A representative of the breed was recognised as the world’s tallest cow by the Guinness Book of Records in 2010. Bellino, a bull who measured 2.03 m at the shoulder and weighed 1,700 kilos in his prime, passed on to celestial pastures five years ago.
His owner, Massimo Donin, said his record had not been surpassed since, but he had several animals who could be ready to step into his shoes. “The biggest is Barone, who is about the same height,” Mr Donin said. “I have five large Chianina oxen who participate in agricultural shows and draw carts at religious festivals and marriages.”
Bellino died at the age of 14, after his legs began to fail, Mr Donin said. “They’re heavy beasts. “You don’t want to keep them too fat, or their legs give way.”
Italy’s most recent champion was proclaimed at the agricultural fair of Umbria in April.
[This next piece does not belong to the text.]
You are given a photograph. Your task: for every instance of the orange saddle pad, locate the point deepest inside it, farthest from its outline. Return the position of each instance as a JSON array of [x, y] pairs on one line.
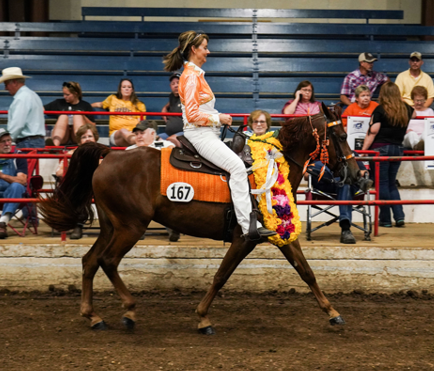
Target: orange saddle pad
[[207, 187]]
A Chianina bull named C’è (He’s there), weighing 1640 kilos, was declared the country’s largest and most beautiful ox. C’è has now retired from shows and is doing his bit for the preservation of the breed at a farm near Rieti.
Italy’s farmers’ association was quick to respond to the challenge from Down Under, reasserting the supremacy of the Chianina breed in an official statement. Unfortunately Coldiretti got some of its data in a twist, referring to Knickers as Kickers and naming Moriero, a 1,600 kilo bull, as its champion. Moriero had unfortunately already followed Bellino to the Elysian fields, however.
“Ours is a giant breed, while the Australian steer is an anomaly,” said Giorgio Apostoli, Coldiretti’s chief livestock specialist. “The Chianina is the largest cattle breed in the world. It was once used as a beast of burden and is now very popular at traditional folklore festivals, as well as being a meat machine.”
Four Chianina oxen traditionally draw a ceremonial cart before Siena’s Palio horserace, and a young heffer is awarded as the prize to the winning team in Florence’s brutal calcio storico, the costumed football game that combines elements of rugby, boxing and wrestling and has been popular since the Middle Ages.
It is also a prime source of the bistecca fiorentina, large slabs of T-bone steak cooked rare on a grill. Unlike Knickers, who turned out to be too large for the Australian abattoir, Chianina cattle are slaughtered at between 16 and 18 months, before they turn into giants like Bellino.